Last July 4 Baker hit splendor dead-on with a misty, elegiac column called "Summer Beyond Wish." The piece was set in the rural Virginia of his boyhood. It was full of love, the rich, buzzing emptiness of a country summer and the sense that poverty was near.

For Baker, it was. He spent his early years in Morrisonville, Va., a crossroads between Leesburg and Harpers Ferry. "It was primitive, no electricity," he says. His father Benjamin was a stonemason who died when Russell was five. The parallel with Thomas Wolfe, another lanky, literary Southerner whose father was a stonemason, is striking. Baker says for that reason he was unable to read Look Homeward, Angel until he was 45. "I heard those train whistles in the night, and they spoke of something else to me than the wonder of America." What they spoke of, he says, was trainmen out of work as the Depression deepened.

When Benjamin Baker died, in the teeth of the Depression, his family was destitute. The only job in Baker's extended family belonged to one of his mother's brothers, who made $35 a week selling butter in Newark. So that is where Russell, his mother and his oldest sister went. Other impoverished relatives would arrive from time to time, generally in the middle of the night. "It gave an interesting texture to life," Baker recalls.

When he was eleven, the tribe moved to an apartment just off Baltimore's Union Square, where that famous curmudgeon H.L. Mencken lived. The future "Observer" satirist was unaware of that, though today he suspects that Mencken was the elderly gentleman who one day called the cops to chase Baker and some fellow ballplayers out of the square. In high school, young Russell was well liked, athletic (he ran the quarter mile) and showed promise as a humorist with a senior-year essay for

English class, "The Art of Eating Spaghetti." He barely remembers it and no copy has survived. Young Baker heard family stories of his mother's cousin, Edwin James, who was managing editor of the New York Times from 1932 to 1951, and understood the moral: words were a way out. He won a competitive scholarship to Johns Hopkins in 1942 and ambled through his first year with nonchalance.

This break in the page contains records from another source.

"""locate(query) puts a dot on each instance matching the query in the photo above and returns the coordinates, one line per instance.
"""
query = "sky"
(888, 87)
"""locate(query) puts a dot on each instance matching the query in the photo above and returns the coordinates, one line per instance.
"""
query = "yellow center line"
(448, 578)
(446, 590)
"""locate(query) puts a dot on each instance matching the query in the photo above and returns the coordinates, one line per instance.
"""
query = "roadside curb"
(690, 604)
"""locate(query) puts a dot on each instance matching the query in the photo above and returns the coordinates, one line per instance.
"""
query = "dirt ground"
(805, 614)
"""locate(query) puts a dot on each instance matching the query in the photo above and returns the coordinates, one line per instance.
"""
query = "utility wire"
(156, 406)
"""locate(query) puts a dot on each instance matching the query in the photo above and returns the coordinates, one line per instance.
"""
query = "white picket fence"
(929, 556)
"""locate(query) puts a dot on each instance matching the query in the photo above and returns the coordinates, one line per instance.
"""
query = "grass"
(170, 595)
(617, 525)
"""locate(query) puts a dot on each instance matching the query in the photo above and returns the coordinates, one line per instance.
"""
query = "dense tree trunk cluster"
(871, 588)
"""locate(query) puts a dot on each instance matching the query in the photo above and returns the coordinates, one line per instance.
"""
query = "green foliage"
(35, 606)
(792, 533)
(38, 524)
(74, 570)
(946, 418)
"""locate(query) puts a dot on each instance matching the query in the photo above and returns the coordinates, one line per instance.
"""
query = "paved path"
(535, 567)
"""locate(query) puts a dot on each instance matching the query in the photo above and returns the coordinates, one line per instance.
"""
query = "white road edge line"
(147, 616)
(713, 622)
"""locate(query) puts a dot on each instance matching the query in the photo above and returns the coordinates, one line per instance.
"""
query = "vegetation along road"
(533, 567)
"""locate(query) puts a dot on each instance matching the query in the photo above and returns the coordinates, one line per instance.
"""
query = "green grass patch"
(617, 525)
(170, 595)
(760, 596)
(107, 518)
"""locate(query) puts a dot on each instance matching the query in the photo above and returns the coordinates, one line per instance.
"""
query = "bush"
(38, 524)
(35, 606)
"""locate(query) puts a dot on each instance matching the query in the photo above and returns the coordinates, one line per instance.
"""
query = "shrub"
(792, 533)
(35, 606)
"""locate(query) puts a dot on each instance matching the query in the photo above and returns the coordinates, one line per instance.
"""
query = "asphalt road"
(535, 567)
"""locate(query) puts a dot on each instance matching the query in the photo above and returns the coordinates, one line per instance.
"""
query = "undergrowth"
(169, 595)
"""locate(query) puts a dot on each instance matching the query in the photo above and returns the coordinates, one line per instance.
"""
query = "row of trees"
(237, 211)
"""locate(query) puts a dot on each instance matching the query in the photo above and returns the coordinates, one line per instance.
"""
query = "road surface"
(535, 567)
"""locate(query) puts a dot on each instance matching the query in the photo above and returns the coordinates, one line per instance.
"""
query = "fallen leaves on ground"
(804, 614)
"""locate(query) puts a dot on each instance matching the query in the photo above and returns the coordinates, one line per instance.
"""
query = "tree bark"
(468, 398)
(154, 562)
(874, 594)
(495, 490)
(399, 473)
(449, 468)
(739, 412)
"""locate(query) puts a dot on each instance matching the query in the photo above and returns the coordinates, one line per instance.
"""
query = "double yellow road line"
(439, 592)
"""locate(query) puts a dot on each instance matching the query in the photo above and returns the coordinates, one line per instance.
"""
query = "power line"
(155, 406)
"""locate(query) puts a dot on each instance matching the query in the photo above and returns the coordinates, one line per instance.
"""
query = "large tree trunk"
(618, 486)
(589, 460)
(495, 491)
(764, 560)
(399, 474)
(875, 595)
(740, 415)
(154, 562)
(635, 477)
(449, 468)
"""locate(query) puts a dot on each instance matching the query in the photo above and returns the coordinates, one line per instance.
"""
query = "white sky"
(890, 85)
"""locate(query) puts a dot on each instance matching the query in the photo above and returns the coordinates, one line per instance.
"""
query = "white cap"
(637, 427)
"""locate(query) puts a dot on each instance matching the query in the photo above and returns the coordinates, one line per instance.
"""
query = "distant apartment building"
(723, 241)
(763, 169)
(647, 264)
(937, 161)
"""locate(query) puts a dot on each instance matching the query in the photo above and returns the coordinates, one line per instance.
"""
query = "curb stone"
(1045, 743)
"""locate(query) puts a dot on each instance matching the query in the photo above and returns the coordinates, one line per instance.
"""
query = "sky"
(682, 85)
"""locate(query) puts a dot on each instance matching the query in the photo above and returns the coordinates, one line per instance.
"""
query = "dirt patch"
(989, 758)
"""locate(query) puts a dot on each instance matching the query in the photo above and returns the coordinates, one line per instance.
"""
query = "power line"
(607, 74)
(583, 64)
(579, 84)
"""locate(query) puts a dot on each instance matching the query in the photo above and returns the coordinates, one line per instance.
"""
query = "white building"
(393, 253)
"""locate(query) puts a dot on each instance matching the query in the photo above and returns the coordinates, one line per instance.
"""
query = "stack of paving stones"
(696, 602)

Baker did not know how to drive a car but in the fall of 1943 he enlisted in the Navy as a pilot. "I loved it," he says. "I felt I was dashing. I was very disappointed when I got out after two years of training, without getting overseas and without killing myself." He went back to Hopkins on the G.I. Bill, met Miriam Emily Nash, married her, wrote a novel that went unpublished and after a time began working nights for the Baltimore Sun, at $30 a week.